Depuis la loi du 22 mai 2019, le code du travail impose aussi « un référent chargé d’orienter, d’informer et d’accompagner les personnes en situation de handicap ». Ensuite, parce qu’employer des personnes en situation de handicap est bon pour la politique RSE et la « marque employeur » de l’entreprise. Enfin, parce qu’ouvrir ses recrutements à ce public est bénéfique pour l’entreprise, comme l’affirme Armelle Léon, la récemment nommée directrice de la direction départementale de l’emploi, du travail et des solidarités de la Côte-d’Or : « ce sont des salariés impliqués, assidus et qui s’inscrivent sur le long terme dans leur emploi ».

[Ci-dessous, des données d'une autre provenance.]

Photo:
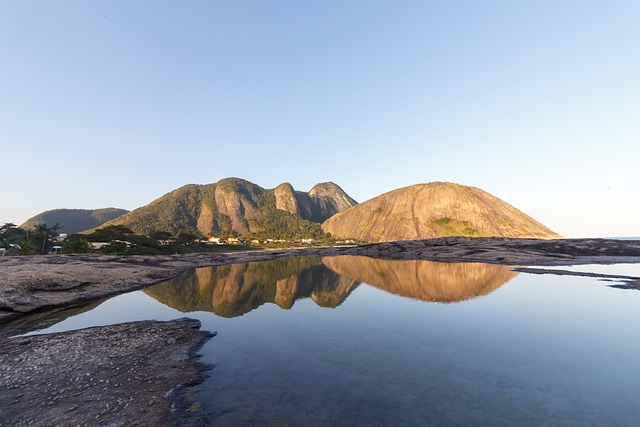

À l’heure où de nombreux secteurs sont en tension et que bon nombre de chefs d’entreprise se plaignent de la relation au travail des nouvelles générations, ce type de compétences n’est pas à négliger… Pourtant, il faut rester vigilant : « En temps de crise, les personnes en situation de handicap souffrent plus que les autres demandeurs d’emploi », rappelle aussi Armelle Léon.

Un secteur concurrentiel

Reste que le travail protégé est un secteur économique soumis à la concurrence, au même titre que ceux du milieu ordinaire. Le coût des prestations est scruté par les clients, qui sont également intransigeants sur la qualité de celles-ci. Côté travailleurs, les indemnités qui leur sont versées au titre de leur contrat d’accompagnement par le travail sont financées en partie (85%) par l’État, le reste par l’Esat : cela implique pour ce dernier de générer du chiffre d’affaires pour fonctionner, le reste de son budget de fonctionnement étant abondé par les dotations sociales versées par les ARS dans le cadre de l’objectif national de dépenses d’assurance maladie médico-social – notamment pour financer les personnels sociaux d’accompagnement – et sur un complément de subvention de l’État couvrant le déficit résiduel.

Pour accroître leur chiffre d’affaires (6,5 M€ en 2023 pour les Esat dirigés par Olivier Vannieuwenhuyse qui accueillent 425 travailleurs et 120 salariés dans les fonctions direction, administration, logistique…), les établissements et service d’aide par le travail sont, comme les autres, contraints à la recherche de nouveaux clients quand leurs postes (leur nombre est limité par agrément) sont plutôt rapidement pourvus.